法話を聞く・読む / 今月の法話 バックナンバー(No.394)

今月の法話  バックナンバー(No.394)

令和3年2月 No.394
仏法 時代が変わっても 変わらない真実

5年前、私の住む熊本では大きな地震が起こりました。私のお寺はそこまで大きな被害はありませんでしたが、今振り返ってみますとやはり当時は大変でした。そして今では新型コロナウイルスが熊本どころか世界中で猛威を奮っています。この5年で世の中は大きく変わってしまいました。

私自身もこの5年間で、子どもを授かったこと、また大腸癌の手術をしたこと、そして住職になるなど随分変化がありました。私たちの生きるこの世界は絶えず変化しており、どれほどわが子が可愛くとも、私も子どもも永遠に存在し続けることはできません。どれほど頼りにしても、変化し消滅していくのであれば本当の人生の拠りどころにはならないでしょう。仏法において「真実」とは決して変化することがないものをいい、変わらないからこそ依りどころとなるのです。

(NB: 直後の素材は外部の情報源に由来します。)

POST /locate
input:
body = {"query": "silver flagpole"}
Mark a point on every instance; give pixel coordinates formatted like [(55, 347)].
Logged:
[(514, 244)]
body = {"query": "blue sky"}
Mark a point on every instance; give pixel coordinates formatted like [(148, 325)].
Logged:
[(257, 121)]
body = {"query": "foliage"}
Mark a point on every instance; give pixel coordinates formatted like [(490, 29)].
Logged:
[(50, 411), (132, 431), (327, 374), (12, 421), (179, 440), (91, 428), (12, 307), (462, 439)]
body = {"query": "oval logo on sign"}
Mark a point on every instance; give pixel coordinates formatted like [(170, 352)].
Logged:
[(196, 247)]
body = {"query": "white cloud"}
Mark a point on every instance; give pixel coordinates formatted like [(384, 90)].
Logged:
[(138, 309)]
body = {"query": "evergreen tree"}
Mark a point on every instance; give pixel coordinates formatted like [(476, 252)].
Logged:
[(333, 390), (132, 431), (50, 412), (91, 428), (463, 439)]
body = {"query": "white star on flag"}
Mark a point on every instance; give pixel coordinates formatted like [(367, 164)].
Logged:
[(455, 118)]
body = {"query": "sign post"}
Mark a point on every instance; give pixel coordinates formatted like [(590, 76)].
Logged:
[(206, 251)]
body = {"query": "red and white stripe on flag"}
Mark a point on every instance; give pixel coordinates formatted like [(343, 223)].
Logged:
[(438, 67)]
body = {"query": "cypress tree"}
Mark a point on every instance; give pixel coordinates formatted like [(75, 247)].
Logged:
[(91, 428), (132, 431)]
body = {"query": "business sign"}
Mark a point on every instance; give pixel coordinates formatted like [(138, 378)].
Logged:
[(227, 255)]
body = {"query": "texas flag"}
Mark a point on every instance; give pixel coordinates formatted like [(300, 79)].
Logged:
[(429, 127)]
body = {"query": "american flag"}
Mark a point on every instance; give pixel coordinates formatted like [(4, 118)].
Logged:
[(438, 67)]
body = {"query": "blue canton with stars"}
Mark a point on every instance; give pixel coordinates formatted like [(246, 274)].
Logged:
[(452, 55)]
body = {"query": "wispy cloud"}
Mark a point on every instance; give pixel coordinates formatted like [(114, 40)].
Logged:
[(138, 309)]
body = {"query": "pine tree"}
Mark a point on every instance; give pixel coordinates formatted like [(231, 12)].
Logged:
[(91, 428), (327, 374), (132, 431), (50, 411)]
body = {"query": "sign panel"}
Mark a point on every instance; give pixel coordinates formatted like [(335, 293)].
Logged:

阿弥陀さまの願いはずっと変わることなく私に注がれています。大地震で不安ななかにあっても、子どもを授かり笑顔なときも、大腸癌の宣告を受けて驚いているときも、住職を継職する法要を無事に終えてホッとしているときも、新型コロナウイルスでいろいろなことが上手くいかず少しイライラしているときも、阿弥陀さまはずっと私のことを大切に願いはたらいてくださっています。

その阿弥陀さまの願いとは変わらないからこそ真実であり仏法そのものであります。その阿弥陀さまの願いがはたらきとなって私に届いているからこそ、私はお念仏をお称えすることができ、仏法を依りどころとして人生を歩むことができるのです。